NEURAL NETWORK–BASED SOLVERS FOR COMPLEX-VALUED MATRIX PROBLEMS: A DATA-DRIVEN COMPUTATIONAL FRAMEWORK
Keywords:
Neural network, complex-valued, LU decomposition, residual errorsAbstract
In applied math, physics, signal processing, electromagnetics, quantum mechanics, and control systems, problems with complex-valued matrices come up all the time.

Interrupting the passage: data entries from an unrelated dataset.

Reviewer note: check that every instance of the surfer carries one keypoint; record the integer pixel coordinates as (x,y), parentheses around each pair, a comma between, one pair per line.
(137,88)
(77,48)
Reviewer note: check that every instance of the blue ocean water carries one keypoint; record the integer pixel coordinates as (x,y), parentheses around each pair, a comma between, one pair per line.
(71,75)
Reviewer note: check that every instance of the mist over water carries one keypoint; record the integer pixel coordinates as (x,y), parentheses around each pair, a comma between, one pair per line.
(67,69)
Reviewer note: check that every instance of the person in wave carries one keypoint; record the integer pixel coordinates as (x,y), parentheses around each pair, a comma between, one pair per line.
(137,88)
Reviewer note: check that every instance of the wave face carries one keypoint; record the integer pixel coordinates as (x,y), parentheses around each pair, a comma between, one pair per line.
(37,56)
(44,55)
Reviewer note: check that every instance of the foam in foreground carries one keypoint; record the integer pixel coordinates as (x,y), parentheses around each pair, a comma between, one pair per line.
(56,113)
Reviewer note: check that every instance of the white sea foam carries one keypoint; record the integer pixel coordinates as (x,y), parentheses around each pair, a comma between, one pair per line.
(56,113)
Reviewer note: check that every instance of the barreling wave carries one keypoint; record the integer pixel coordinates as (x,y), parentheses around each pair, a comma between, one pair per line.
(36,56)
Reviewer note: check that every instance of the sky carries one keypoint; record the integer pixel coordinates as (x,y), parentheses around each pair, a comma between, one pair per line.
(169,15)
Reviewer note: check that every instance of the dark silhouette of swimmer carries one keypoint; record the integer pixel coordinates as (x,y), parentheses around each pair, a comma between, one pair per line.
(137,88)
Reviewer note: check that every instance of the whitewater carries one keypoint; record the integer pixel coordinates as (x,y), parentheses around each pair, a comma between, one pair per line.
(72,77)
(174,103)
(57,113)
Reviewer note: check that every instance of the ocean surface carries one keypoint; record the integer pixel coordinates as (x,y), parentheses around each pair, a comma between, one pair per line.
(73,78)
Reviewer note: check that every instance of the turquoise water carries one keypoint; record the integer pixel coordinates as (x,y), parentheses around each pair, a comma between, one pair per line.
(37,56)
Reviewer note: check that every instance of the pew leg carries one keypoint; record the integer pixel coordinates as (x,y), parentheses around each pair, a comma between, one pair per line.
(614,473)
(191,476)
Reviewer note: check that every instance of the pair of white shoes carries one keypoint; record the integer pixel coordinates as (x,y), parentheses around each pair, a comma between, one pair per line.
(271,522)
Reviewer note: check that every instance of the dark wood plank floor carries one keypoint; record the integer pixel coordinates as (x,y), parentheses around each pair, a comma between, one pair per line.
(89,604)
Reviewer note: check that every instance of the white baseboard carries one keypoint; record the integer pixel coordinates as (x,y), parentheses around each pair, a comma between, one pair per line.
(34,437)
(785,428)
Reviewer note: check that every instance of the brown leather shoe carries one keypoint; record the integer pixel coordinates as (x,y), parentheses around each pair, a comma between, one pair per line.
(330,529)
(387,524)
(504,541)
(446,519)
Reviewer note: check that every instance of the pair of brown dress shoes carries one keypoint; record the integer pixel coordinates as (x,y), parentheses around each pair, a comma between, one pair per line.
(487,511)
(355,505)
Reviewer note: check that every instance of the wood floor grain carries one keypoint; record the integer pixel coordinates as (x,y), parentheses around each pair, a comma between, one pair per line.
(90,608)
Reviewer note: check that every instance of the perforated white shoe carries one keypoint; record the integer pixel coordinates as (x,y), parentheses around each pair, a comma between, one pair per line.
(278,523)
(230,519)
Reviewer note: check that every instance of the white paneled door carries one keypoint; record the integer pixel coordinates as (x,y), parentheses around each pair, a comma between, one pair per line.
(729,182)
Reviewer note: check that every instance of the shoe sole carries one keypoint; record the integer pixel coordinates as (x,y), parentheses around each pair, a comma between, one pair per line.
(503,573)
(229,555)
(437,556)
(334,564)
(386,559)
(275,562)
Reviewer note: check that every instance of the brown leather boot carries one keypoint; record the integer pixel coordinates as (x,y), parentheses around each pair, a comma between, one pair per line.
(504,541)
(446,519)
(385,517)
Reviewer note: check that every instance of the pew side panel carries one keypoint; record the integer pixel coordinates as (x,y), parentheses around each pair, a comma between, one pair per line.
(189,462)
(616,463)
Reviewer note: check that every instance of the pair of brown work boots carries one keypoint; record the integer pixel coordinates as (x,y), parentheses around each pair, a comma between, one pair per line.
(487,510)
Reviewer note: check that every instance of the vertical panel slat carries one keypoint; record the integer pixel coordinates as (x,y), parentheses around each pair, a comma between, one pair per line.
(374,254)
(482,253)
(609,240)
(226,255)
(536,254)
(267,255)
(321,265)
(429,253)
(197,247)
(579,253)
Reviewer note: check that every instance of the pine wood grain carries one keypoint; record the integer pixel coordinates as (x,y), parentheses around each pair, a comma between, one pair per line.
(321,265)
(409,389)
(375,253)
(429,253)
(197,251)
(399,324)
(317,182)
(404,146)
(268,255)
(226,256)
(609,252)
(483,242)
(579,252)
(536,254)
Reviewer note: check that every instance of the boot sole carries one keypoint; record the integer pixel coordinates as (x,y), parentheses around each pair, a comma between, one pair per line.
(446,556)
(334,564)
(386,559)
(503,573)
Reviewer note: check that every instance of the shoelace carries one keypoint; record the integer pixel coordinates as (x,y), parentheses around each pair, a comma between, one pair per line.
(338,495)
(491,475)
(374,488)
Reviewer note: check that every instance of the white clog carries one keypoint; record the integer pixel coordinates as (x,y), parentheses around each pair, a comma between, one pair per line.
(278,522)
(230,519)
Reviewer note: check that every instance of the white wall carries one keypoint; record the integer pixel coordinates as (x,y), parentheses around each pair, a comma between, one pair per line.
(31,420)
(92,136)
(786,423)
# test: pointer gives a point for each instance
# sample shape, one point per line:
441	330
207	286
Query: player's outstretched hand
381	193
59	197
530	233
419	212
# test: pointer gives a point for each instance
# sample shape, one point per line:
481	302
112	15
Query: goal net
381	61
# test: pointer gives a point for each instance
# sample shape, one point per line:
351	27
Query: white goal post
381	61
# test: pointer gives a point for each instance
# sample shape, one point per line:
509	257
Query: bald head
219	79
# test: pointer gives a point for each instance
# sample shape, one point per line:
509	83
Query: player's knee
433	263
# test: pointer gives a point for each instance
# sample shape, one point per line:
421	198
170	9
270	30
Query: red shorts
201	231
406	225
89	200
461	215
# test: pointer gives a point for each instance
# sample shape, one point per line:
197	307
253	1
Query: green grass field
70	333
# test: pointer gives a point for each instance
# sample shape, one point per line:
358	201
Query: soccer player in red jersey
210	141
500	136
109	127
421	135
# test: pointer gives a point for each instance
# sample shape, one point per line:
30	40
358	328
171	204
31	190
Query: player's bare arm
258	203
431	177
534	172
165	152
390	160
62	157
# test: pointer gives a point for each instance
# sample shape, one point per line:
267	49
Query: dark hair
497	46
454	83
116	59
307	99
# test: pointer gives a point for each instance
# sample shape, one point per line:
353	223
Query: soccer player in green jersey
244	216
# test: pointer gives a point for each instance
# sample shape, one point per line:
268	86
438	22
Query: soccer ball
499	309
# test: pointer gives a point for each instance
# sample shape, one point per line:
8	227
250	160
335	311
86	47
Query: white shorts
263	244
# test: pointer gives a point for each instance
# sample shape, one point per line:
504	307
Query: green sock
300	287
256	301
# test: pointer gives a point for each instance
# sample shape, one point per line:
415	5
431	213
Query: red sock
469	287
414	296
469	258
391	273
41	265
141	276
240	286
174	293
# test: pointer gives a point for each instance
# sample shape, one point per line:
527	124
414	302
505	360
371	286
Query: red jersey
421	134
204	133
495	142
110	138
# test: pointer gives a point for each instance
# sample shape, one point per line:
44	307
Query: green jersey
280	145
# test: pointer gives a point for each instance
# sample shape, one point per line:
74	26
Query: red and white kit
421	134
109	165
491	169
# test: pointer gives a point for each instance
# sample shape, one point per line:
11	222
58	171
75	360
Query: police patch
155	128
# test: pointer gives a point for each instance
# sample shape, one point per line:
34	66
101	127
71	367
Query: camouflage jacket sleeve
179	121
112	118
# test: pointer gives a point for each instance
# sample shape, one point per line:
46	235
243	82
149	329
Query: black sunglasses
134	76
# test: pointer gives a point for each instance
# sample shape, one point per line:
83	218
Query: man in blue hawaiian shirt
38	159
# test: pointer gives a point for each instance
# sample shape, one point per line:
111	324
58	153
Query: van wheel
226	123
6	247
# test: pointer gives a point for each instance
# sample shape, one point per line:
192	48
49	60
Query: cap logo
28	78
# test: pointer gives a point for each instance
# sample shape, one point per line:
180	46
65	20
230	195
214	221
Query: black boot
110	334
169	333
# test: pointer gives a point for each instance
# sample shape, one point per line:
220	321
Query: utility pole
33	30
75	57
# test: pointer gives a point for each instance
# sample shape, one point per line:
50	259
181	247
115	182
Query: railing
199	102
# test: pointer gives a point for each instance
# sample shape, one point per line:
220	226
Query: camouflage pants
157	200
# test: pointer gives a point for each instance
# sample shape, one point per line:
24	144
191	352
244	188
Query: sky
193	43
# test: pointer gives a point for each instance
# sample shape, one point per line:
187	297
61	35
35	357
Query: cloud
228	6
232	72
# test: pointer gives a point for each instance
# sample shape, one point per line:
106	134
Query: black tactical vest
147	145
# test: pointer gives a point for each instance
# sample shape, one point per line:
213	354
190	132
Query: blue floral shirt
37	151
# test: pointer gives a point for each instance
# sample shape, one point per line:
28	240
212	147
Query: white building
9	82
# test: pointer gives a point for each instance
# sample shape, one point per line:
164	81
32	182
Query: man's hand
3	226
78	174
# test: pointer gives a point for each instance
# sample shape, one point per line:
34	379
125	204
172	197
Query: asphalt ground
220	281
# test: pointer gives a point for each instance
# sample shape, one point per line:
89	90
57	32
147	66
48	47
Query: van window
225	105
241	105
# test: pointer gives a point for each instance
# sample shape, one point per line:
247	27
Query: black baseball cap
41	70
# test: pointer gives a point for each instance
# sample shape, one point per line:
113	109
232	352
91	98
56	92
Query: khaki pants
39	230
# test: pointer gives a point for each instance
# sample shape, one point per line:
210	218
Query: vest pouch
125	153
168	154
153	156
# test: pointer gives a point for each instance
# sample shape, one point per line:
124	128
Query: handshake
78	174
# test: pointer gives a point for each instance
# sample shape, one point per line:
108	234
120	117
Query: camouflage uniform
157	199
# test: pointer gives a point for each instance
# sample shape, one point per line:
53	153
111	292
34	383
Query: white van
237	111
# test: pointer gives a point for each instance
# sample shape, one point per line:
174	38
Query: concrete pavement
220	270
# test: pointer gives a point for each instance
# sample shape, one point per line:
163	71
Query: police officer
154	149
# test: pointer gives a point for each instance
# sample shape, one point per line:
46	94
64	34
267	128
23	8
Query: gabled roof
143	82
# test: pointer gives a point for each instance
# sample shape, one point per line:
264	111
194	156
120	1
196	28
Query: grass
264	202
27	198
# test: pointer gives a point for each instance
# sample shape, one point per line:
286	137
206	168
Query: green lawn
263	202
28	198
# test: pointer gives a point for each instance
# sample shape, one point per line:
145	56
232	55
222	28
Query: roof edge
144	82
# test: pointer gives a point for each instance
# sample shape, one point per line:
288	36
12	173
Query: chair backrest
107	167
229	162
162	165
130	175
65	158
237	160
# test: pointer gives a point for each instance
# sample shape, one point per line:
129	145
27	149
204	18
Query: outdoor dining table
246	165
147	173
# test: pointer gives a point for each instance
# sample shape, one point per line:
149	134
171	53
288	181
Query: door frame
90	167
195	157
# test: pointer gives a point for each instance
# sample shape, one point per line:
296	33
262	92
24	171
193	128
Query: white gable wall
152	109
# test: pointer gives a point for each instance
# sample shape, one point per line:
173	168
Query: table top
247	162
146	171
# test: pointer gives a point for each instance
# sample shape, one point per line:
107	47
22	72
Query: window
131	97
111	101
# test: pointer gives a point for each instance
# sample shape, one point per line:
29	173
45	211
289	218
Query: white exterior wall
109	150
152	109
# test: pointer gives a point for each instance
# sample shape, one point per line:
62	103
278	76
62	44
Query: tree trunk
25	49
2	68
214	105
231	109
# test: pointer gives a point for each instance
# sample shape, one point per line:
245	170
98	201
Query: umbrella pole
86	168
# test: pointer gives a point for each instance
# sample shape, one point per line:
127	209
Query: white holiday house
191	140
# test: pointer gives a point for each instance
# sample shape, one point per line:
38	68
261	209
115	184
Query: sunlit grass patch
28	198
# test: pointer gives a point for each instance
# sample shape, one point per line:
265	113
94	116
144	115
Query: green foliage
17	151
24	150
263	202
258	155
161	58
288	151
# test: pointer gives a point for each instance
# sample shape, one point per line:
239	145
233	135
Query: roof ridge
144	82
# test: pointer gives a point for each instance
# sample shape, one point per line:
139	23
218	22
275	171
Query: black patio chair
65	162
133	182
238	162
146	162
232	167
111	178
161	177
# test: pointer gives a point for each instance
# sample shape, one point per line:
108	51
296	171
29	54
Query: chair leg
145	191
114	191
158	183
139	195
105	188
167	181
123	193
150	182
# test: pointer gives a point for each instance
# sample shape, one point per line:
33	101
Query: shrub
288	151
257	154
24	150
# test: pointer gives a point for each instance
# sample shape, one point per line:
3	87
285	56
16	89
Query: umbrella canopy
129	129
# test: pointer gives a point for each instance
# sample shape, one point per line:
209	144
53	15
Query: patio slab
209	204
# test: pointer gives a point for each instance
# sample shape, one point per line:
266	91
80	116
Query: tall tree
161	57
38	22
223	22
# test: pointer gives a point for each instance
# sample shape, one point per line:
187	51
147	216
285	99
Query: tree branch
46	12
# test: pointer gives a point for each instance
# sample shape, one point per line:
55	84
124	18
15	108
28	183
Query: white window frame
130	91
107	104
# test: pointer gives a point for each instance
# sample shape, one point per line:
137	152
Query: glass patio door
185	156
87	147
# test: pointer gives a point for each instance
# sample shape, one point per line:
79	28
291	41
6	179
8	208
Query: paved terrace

Straight numerical solvers for complex linear systems and matrix operations such as inversion, eigenvalue computation, and factorization frequently encounter significant computational expenses, susceptibility to ill-conditioning, and scalability constraints for extensive or real-time applications. This paper presents a neural network-based framework for addressing complex-valued matrix problems, wherein the real and imaginary components are concurrently learned through a structured learning architecture. The proposed ,method obtains stable and efficient ways for converting matrix inputs into desired solutions by applying transforming intricate matrix into real-valued representations and integrating algebraic constraints directly into the loss function. The framework use to solve a lot of different problems, like finding solutions to complex linear systems, getting close to matrix inversion, and getting close to complex operators. Numerical experiments show that the neural solver is just as accurate as traditional numerical methods, but it is better at handling noise, adapting to ill-conditioned matrices, and being more efficient when solving problems multiple times. The suggested method is a good option for data-driven numerical linear algebra in domains with complex values.